On Mon, Dec 5, 2016 at 3:37 PM, David Turner <david.tur...@twosigma.com> wrote:
>> -----Original Message-----
>> From: Stefan Beller [mailto:sbel...@google.com]
>> Sent: Friday, December 02, 2016 7:30 PM
>> To: bmw...@google.com; David Turner
>> Cc: git@vger.kernel.org; sand...@crustytoothpaste.net; hvo...@hvoigt.net;
>> gits...@pobox.com; Stefan Beller
>> Subject: [RFC PATCHv2 08/17] update submodules: add depopulate_submodule
>>
>> Implement the functionality needed to enable work tree manipulating
>> commands so that a deleted submodule should not only affect the index
>> (leaving all the files of the submodule in the work tree) but also to
>> remove the work tree of the superproject (including any untracked files).
>
> "including any untracked files" bothers me, I think.  Checkout is not usually 
> willing to overwrite untracked files; it seems odd to me that it would be 
> willing to do so in the submodule case.  I would be OK if they were both 
> untracked and gitignored, I think.

I agree on being bothered, this is one of the things I thought how to solve.
See the test in "checkout: recurse into submodules if asked to", which
tests for untracked files and is still marked as a failure.

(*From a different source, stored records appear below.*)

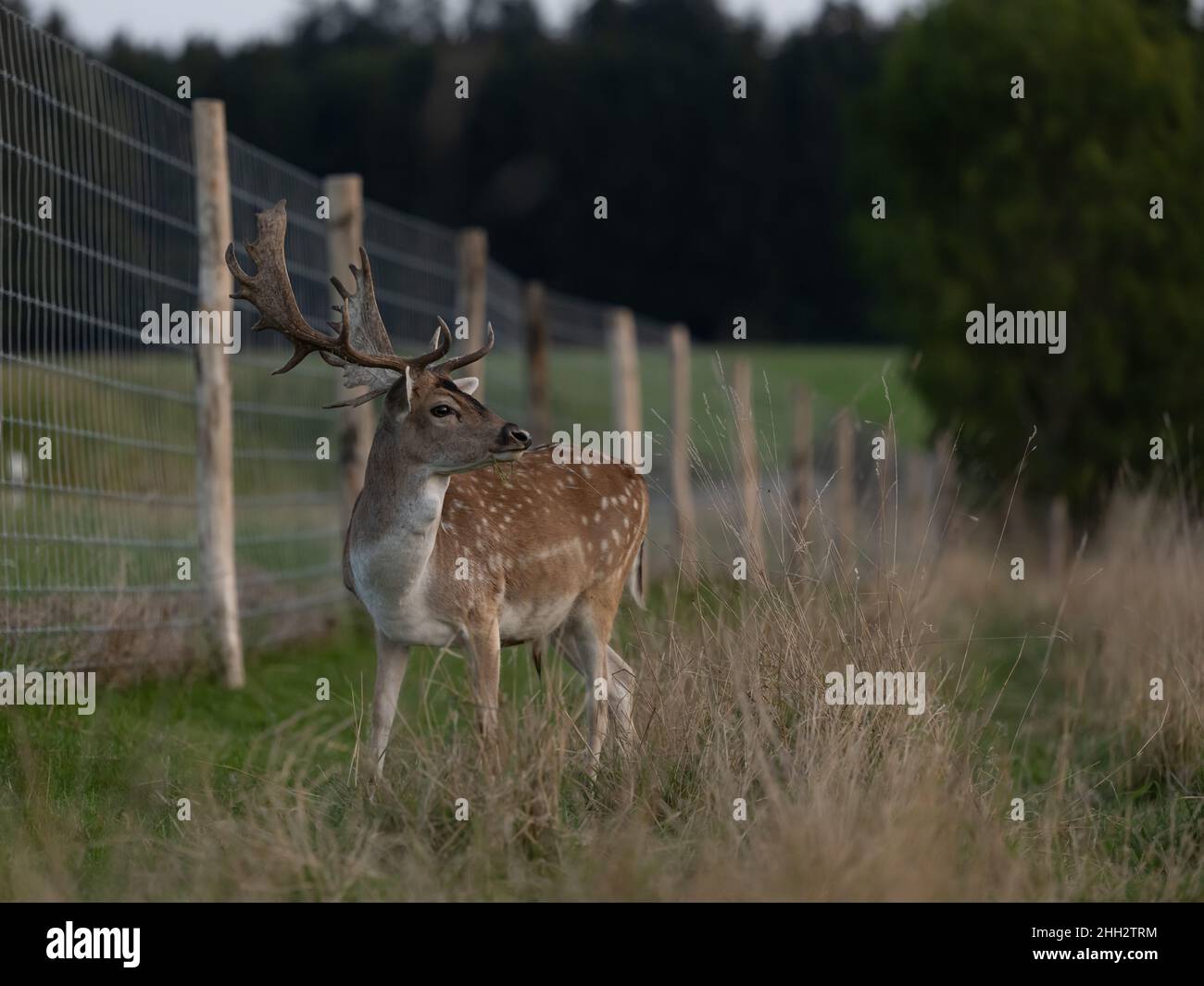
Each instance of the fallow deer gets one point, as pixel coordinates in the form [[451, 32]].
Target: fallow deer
[[442, 552]]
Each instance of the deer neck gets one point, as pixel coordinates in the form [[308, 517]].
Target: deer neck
[[396, 519]]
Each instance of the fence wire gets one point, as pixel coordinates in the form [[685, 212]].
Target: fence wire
[[97, 430]]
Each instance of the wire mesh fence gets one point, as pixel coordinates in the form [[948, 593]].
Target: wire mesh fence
[[97, 429]]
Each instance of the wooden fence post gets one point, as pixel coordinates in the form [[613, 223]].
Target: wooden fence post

I think to address that issue, I'll add a flag to ok_to_remove_submodule
which let's you specify which files you care about and which you don't.

>> +                     warning(_("Cannot remove submodule '%s'\n"
>> +                               "because it (or one of its nested submodules)
>> has a git \n"
>> +                               "directory in the working tree, which could 
>> not
>> be embedded\n"
>> +                               "the superprojects git directory
>> automatically."), path);
>
> What if instead it couldn't run the command because you're out of file 
> descriptors or pids or memory or something?
>
> I think this message should be in submodule--helper --embed-git-dirs instead, 
> and we should just pass it through here.  Or, perhaps, instead of shelling 
> out here, we should just call the functions directly?

heh, good point. Will call the function directly.